Vicar or Rector what is the difference?
Historically Churches were supported by tithes (taxes) levied on the agricultural output of the parish. These were divided into greater tithes levied on wheat, hay and wood, and lesser tithes levied on the remainder. A rector received both greater and lesser tithes, a vicar the lesser tithes only. This latter was because the parish had been attached to a monastery, which was overseen by the rector, to which the vicar acted as deputy. Most parishes in England and Wales retain the historical title for their parish priest, but the distinctions between the titles is now only historical.

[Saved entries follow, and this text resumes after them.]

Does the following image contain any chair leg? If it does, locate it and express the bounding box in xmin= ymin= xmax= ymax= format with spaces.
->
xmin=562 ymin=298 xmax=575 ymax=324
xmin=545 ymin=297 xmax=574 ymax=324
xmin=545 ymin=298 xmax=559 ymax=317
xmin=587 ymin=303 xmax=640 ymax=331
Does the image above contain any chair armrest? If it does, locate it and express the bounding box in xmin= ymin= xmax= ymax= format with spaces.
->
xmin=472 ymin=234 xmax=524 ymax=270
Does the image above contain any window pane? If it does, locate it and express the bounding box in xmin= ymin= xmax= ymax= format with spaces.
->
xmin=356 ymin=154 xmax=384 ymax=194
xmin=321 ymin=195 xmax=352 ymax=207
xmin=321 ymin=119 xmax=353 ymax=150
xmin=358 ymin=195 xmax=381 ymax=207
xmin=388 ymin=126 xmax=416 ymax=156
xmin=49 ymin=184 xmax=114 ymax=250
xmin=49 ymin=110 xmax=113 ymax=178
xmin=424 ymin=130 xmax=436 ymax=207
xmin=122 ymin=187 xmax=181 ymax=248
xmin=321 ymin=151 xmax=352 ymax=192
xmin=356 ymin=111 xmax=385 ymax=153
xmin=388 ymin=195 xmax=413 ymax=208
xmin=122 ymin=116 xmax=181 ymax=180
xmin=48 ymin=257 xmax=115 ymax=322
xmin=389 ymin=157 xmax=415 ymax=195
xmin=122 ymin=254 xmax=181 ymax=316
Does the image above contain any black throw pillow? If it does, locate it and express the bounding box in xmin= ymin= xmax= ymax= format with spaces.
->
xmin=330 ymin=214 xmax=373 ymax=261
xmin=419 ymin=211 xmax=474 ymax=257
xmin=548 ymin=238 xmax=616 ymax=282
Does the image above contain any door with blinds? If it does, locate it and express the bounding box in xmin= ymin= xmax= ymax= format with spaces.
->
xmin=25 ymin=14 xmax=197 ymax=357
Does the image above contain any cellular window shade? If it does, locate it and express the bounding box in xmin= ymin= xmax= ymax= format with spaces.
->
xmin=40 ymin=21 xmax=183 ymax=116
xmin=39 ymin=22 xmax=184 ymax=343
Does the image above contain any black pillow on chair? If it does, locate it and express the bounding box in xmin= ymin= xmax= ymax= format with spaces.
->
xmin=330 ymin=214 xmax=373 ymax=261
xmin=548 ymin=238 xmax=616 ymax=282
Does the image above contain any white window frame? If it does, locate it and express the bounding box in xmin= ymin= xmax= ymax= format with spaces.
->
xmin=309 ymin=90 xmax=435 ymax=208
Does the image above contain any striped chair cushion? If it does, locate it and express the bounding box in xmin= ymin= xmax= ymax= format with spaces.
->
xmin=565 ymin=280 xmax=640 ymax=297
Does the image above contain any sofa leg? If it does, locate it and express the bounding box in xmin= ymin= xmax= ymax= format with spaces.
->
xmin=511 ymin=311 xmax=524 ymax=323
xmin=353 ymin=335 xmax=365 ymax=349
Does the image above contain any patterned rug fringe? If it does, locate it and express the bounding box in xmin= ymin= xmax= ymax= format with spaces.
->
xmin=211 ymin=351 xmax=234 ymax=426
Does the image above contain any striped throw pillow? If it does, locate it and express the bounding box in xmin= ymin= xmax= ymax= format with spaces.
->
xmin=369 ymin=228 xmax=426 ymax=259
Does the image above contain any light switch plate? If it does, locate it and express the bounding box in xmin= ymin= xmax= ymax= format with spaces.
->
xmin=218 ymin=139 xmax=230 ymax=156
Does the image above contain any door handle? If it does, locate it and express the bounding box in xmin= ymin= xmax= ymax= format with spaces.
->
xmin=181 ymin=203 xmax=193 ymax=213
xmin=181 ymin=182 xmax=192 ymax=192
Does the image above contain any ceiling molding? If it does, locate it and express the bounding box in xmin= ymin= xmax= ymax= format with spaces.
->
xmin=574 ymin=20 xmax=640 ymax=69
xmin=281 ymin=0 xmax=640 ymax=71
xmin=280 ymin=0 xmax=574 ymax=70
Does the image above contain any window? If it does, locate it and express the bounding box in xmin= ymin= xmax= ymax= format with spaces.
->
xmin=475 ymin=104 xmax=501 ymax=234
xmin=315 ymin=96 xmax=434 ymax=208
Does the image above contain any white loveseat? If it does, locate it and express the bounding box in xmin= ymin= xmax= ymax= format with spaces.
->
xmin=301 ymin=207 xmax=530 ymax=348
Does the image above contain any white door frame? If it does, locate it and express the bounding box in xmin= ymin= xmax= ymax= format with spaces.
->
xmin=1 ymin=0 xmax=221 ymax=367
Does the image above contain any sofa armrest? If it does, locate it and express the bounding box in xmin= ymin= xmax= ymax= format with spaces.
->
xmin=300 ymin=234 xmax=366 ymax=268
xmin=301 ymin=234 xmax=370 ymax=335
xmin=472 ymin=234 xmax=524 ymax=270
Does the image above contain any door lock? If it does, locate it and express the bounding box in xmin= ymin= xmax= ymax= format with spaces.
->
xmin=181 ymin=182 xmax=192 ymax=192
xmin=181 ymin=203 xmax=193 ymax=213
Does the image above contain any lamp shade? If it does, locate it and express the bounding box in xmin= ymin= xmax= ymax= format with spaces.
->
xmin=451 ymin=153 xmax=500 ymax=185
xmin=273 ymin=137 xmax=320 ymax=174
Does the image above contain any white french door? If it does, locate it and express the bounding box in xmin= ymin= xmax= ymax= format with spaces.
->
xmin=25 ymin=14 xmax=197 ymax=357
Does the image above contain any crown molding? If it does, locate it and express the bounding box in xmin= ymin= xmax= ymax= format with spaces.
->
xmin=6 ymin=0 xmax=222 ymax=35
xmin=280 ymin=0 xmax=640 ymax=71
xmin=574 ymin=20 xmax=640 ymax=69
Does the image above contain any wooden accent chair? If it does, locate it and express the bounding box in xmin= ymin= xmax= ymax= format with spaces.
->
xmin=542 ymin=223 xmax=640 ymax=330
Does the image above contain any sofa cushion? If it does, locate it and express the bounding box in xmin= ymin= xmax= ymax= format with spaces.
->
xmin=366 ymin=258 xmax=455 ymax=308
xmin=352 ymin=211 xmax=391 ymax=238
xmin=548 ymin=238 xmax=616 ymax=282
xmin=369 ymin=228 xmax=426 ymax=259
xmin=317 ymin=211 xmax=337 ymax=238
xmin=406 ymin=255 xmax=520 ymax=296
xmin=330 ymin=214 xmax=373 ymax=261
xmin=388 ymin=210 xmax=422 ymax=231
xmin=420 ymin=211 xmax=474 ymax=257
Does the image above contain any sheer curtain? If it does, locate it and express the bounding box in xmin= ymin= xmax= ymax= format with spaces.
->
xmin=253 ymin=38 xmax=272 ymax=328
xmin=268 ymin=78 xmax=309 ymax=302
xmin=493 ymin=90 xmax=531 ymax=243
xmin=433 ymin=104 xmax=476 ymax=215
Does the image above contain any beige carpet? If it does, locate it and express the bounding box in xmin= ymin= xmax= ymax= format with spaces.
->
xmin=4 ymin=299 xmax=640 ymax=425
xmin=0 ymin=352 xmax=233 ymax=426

Each parish elects two Churchwardens annually. Their role is to represent the lay people and work closely with the Vicar (or Rector) and PCC in all aspects of church life. Their main tasks involve the upkeep of the Church building and its contents. However they often undertake a variety other activities, including leading worship and pastoral care. Churchwardens hold a key to the church and are entitled to access at any time. In an interregnum (the time between a priest leaving and another coming) Churchwardens share overall responsibility for the church and its worship with the Rural Dean.
Lay Readers are lay people who have been authorised by the diocesan bishop to read some parts of a service of worship. They are members of the congregation called to preach or lead services, but not called to full-time ministry.
Lay Elders are unique to Suffolk. They are people chosen by the local church and authorised by the diocesan bishop to work primarily in the area of pastoral care and/or leading worship. There is no limit to the number of Lay Elders, and anyone who is baptised, confirmed and a regular communicant member of the local church may be considered for the role.